The first job after a storm is to drive or hike along power line routes looking for damaged equipment and downed poles, said Kelly Tomblin, president and chief executive officer of JPS.

But the company doesn't have enough crews to check all the lines, and needs them for more important jobs anyway, Tomblin told the Jamaica Observer Monday Exchange.

"With the predictions for more and more intense hurricanes, this (training) makes sense for us," she said. "We need to have people who are trained and ready to go."

Administrative personnel were sent out during Hurricane Sandy, but often they could only say when poles were leaning or down.
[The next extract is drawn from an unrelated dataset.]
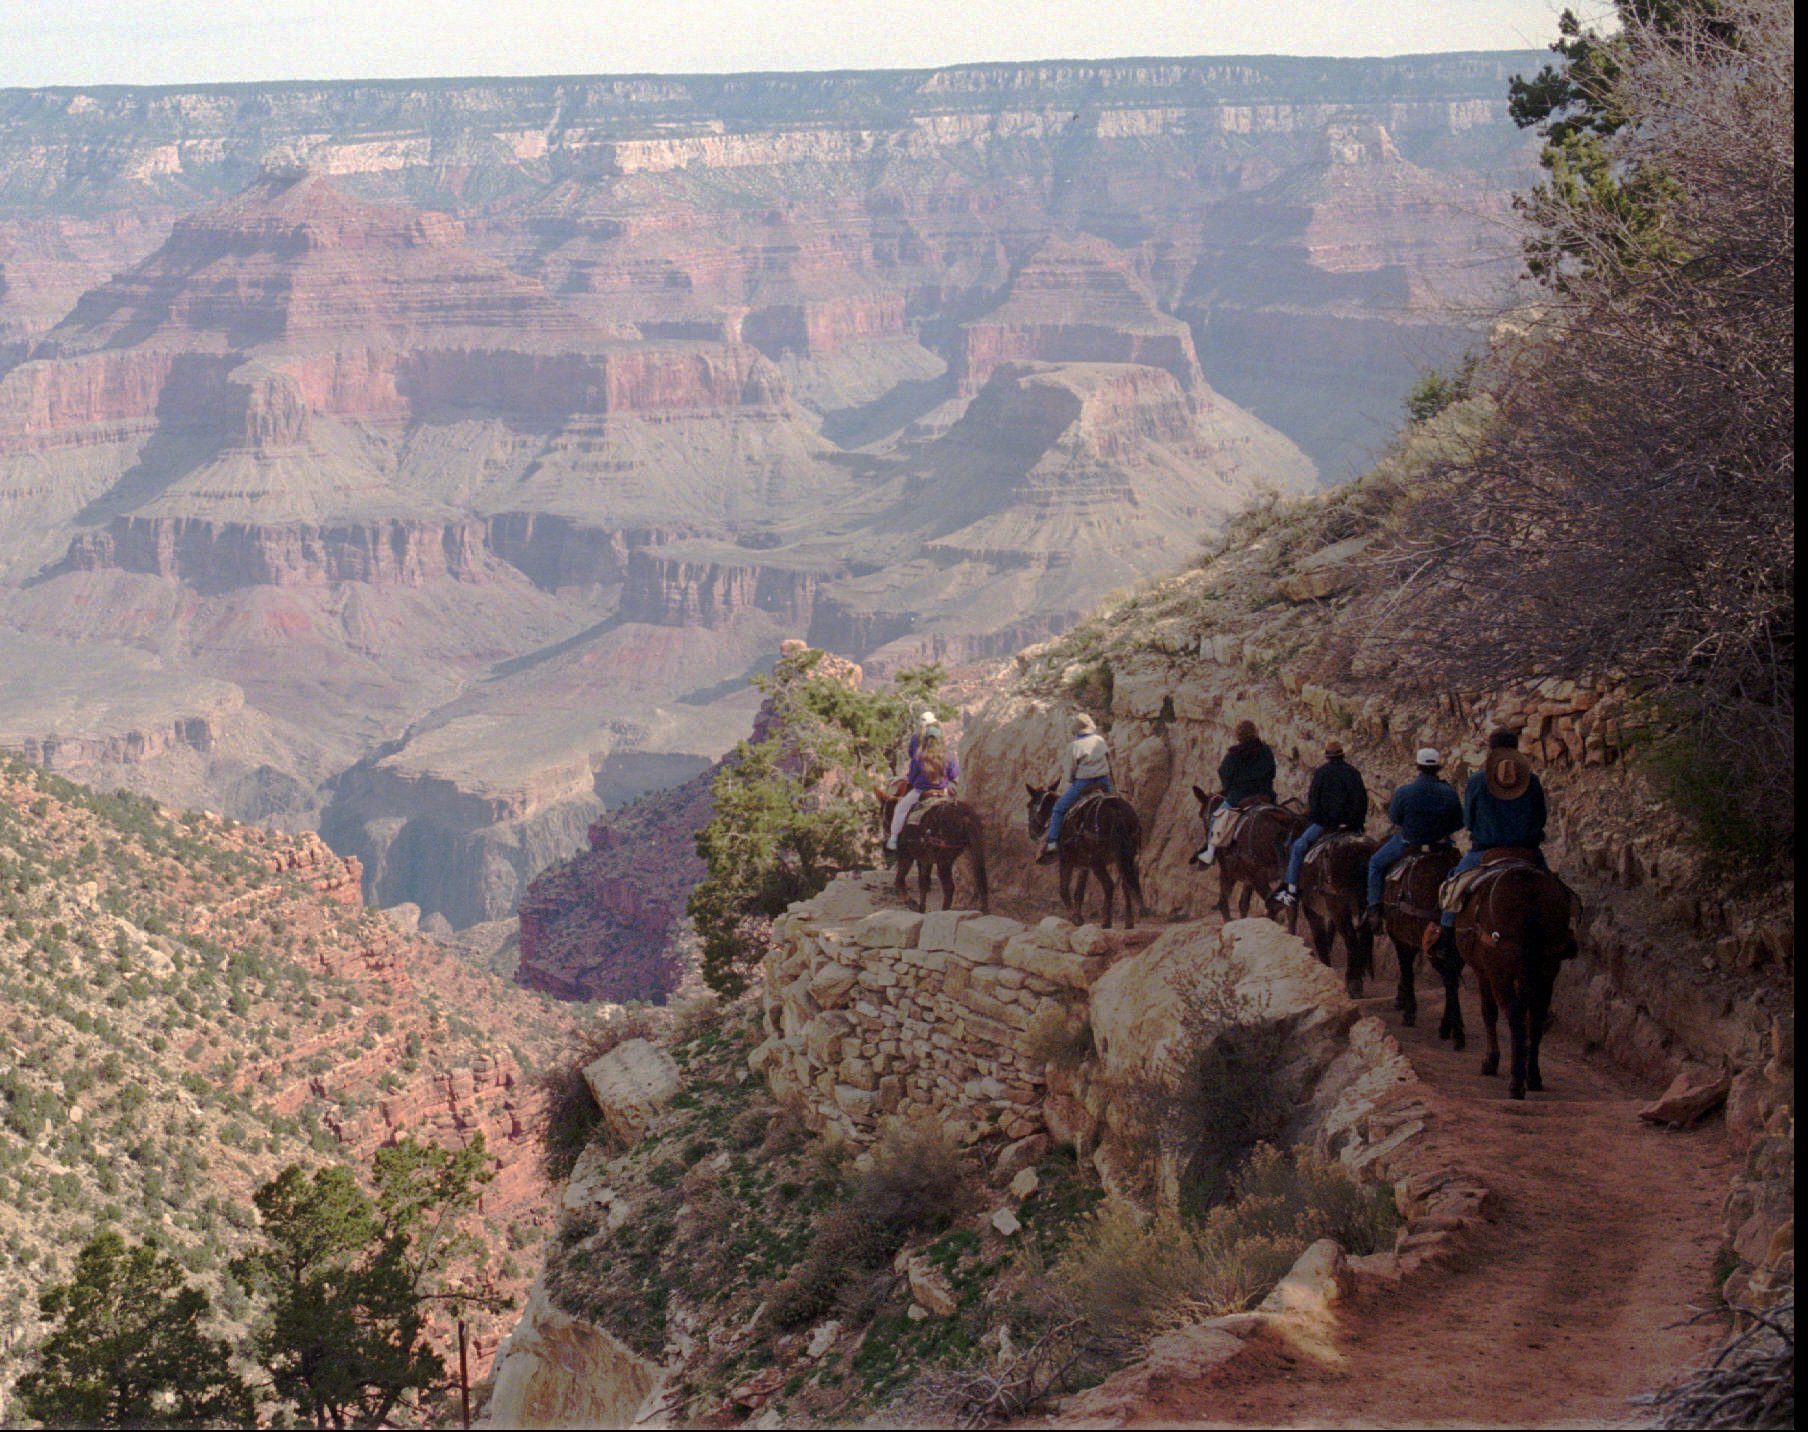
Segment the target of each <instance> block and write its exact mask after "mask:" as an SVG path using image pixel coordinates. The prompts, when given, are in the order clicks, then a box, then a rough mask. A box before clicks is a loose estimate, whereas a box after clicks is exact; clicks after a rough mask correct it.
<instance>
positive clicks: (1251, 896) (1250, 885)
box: [1193, 787, 1305, 920]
Most could not identify damaged equipment that would need replacement.

The company had to replace 600 of its 150,000 poles, and expects to draw down US$7 million ($640 million) from its self-insurance fund, which currently has US$20 million.

Power had been restored to 99 per cent of its customers by Monday, with work continuing to get electricity to 2,000 customers in St Mary, St Ann and Portland.

The power company has learnt several lessons from Sandy, Tomblin said. "No one wants a hurricane but it gives you an opportunity to identify and strengthen your weak muscles."

Top of her list was the need for better computer systems for command and control, so that managers can get crews to where they are needed more efficiently.

The company also wants to improve its logistics, ensuring that poles, cables and other equipment are in the right places at the right times.

JPS plans to cut the number of contractors from 20 to a handful, while forging closer links with those who survive the cull.

"We will take three or four contractors whom work well over time and who we have trained over time to partner in longer agreements," Tomblin said. "Though we may have fewer contractors, we have people who are trained."

This would allow the contractors to plan further into the future and allow them to invest more in equipment and staff.

"Nothing about this sector is cheap, so if contractors know how many people they need to hire and make an investment in those staff members, then this will lead to the overall efficiency of the company," she said.